The female slave quarters are entered through a tunnel which debouches into a courtyard next to the governor’s quarters, which were upstairs. These dingy communal dungeons held 400 women at any given time (slave mortality was always high at Elmina, but higher still once they were loaded onto ships).
The female slave courtyard was overlooked by a two-sided balcony from which the Governor could peer down.
If the Governor happened to like what he saw, there was a stairway which led to the slave courtyard which could be used to escort his chosen one to his quarters for his indulgence. If a female slave was “lucky” enough to become pregnant, she would be released, and a community of mulatto slaves–the offspring of these involuntary untons–grew up in Elmina. Many of these individuals became useful intermediaries between the European settlement and the local African chiefs.
The male slave quarters were even more densely packed and more depressing.
Off the main courtyard were two small cells, quite different from one another. One was used to discipline European troops who misbehaved. It was ventilated and had some light and you wouldn’t have had to have been inside for more than a day or two before you would repent of your misdeeds and rejoin your fellow Europeans. For slaves who misbehaved, however–such as by trying to escape or run away–the other cell, next door, was their lot. This was The Condemned Cell. It had no windows, no ventilation and once you were inside, there was no exit. You would receive neither food nor water and you would only leave once you had expired and your body was carted away to be dumped in the Atlantic Ocean.
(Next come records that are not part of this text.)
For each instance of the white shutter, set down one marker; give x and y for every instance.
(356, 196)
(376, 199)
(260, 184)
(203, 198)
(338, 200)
About every 3 months a ship would come to carry off the slave cargo. Slaves were herded, single-file, down a dark interior corridor to the exterior wall of the castle. They would then be forced through The Door of No Return—one slave at a time (to prevent collusion, mischief, or attempted escapes)— to the ship waiting offshore. Usually slaves were put in in a small boat for transport to the larger ship, and after transfer you would begin your awful journey to the New World.
The rest of the castle is far more cheerful. The upper quarters for troops and officers were much more spacious and better lighted.
If you exit the upper quarters towards the outside, you come out on a nice terrace with a lovely view of the Atlantic Ocean, the fishing fleet of Elmina, and also of the fort that was built on the hill to protect the landward approach to the castle proper. The terrace is adorned with several old rusty cannons, which give it a picturesque air.
St. George’s Castle, Elmina, Ghana: A picturesque place of tropical beauty immersed in a history of unmitigated horror. A trip to be remembered.